Greddy EMU software in WINE part 2

Part two of trying to get the Greddy EMU to work in Linux

I transferred over to my laptop as the desktop isn't close enough to the work bench's power supply to power up the Greddy EMU for testing.



Installed Oracle VM VirtualBox, and spun up an Ubuntu 14.04 LTS 32Bit system, installed Wine and Greddy EMU software as listed in part 1.

I opened up the EMU to find the USB chip is a Silicon Labs CP2101 (or they list as CP210x).  Going to Silicon Lab's website was almost cause for double joy--- Updated drivers up to Windows 8 64bit AND Linux drivers.  I'm thinking I'm not closer to getting the EMU to work in both Windows and Linux-- oh it can never ever be that easy....

Installed the Windows driver repeatedly in Windows 10 64 bit, but could never get the EMU software to communicate despite trying from various angles.  I'm a linux noob so installing the Linux driver has me lost, I tried to follow the driver's release notes:

Ubuntu:
1. make ( your cp210x driver )
2. cp cp210x.ko to /lib/modules/<kernel-version>/kernel/drivers/usb/
serial
3. insmod /lib/modules/<kernel version>/kernel/drivers/usb/serial/
usbserial.ko
4. insmode cp210x.ko
Of note, already unpacked the driver's zip in a folder I made in the desktop via mkdir token/EMU

Find linux kernel via uname -r command, googled cp and insmod to gain some understanding on what I'm calling upon.

I think I got up to step 4 successfully, but am actually lost at 4, as I try that command in various possible applicable paths with no results.

So ultimate fail, still cannot get any driver/USB connectivity to work on the various OS's. 

Sunday, November 15, 2015

Greddy EMU software in WINE part 1

Greddy makes a great engine management piggyback, the EMU- but they are not fans of updating the software and drivers, so if your using a Windows 64bit system, your out of luck connecting to and tuning the unit- and they never did support Linux.  With Windows XP and the laptops they rode in on going the way of the dinosaurs, I've been keeping a very old laptop alive just to be able to tune my EMU, but I'd like some alternatives so its no longer a single point of failure, and its just a pain to keep this big 14" laptop around for no other reason but a rare tuning need.

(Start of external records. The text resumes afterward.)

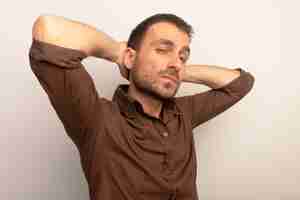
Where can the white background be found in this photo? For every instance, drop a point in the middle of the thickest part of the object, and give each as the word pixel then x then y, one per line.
pixel 249 152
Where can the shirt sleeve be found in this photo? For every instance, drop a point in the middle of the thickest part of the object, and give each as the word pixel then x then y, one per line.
pixel 204 106
pixel 68 85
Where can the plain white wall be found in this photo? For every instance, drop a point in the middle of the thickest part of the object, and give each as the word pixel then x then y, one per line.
pixel 249 152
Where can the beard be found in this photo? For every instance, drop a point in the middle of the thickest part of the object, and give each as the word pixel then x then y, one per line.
pixel 152 86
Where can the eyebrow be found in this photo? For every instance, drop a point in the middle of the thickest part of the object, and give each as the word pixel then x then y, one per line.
pixel 169 43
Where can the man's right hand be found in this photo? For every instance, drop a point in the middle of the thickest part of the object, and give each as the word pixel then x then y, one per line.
pixel 120 61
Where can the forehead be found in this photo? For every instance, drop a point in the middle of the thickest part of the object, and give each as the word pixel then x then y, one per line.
pixel 167 31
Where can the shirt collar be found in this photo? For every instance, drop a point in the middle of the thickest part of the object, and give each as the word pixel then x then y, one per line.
pixel 131 107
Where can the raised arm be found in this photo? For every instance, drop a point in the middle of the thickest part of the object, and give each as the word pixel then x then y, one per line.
pixel 68 33
pixel 57 49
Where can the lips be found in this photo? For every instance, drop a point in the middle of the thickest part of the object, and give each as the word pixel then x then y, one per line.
pixel 172 78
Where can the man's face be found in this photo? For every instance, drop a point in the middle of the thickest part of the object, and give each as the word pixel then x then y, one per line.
pixel 159 63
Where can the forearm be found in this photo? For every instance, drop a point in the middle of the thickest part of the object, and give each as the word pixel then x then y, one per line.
pixel 75 35
pixel 210 75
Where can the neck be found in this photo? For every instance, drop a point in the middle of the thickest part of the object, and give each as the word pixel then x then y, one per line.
pixel 150 104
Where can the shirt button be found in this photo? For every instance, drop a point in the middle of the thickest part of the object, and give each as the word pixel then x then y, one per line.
pixel 165 134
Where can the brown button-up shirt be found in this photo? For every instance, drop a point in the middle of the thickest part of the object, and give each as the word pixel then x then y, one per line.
pixel 125 153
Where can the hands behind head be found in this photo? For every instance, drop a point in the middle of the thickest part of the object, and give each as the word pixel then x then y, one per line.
pixel 120 62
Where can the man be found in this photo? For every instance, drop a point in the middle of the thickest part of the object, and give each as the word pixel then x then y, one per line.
pixel 139 145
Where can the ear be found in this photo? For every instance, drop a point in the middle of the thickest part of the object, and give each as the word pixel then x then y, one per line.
pixel 129 57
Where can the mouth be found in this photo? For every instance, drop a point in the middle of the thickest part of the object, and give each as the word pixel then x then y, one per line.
pixel 172 78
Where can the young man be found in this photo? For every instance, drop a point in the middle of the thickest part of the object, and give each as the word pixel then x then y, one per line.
pixel 139 145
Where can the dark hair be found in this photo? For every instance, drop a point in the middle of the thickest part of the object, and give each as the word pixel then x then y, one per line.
pixel 138 33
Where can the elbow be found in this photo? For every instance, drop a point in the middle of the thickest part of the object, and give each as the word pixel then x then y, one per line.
pixel 39 29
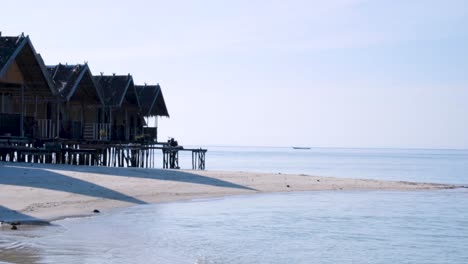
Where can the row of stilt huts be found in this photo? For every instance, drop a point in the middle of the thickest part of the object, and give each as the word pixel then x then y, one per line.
pixel 64 114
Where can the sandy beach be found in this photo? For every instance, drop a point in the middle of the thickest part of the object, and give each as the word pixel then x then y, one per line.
pixel 40 193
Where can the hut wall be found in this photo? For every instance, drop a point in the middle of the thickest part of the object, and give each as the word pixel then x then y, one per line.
pixel 12 75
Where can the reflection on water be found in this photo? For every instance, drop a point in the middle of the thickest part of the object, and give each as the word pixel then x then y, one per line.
pixel 311 227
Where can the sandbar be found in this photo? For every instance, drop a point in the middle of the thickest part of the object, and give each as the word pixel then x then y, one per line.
pixel 41 193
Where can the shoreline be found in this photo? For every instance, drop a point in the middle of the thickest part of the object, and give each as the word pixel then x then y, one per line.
pixel 38 194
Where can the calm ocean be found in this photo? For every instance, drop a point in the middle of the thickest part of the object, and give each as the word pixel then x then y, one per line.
pixel 309 227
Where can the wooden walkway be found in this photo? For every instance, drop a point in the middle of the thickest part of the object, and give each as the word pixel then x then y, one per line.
pixel 140 155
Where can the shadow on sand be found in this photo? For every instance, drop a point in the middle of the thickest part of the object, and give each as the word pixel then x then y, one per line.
pixel 156 174
pixel 49 177
pixel 45 179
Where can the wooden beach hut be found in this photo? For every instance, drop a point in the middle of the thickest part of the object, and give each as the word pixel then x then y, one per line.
pixel 82 102
pixel 121 106
pixel 152 106
pixel 28 99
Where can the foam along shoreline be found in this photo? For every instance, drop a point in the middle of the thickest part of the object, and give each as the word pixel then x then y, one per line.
pixel 40 193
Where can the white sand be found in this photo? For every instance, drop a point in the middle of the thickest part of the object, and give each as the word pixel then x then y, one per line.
pixel 44 192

A work around I've seen some run is a) some people run the 32 bit version of Windows 7 or b) run a VM of XP.

I do not want to do 'a' or 'b' for the same reason, I do not want to run illegitimate ISOs or pay for a new Win7 or XP licence.  So unto making an option 'c'.

I spun up a VM of Ubuntu 14.04 and loaded up WINE, a program that does a very good job of running Windows programs within Linux.  I had tried this years ago, but it looked like Wine still had a ways to go.

To download a copy of the EMU software, this site has long had a repository- http://revspec.com/Ultimate.htm  I can't tell you how many times I've had to use this site to download the software when in a bind.

From there, you can download the update to 2.20 from Greddy's site.

In Ubuntu, extract the EMU software into a folder of  your choice, and double click on setup.exe and use the WINE option to run-- you'll soon see the familiar Windows installation process.

This wasn't error free, there is ascii that gets jumbled up, and multible error windows from WINE when loading up, but in the end, there it was, the EMU GUI running inside Ubuntu 32bit 14.04.

I'm not out of the woods yet-- I will now have to test actually connecting to an EMU- using drivers meant for a Windows machine...

Is this going to spell the end to my ancient XP machine?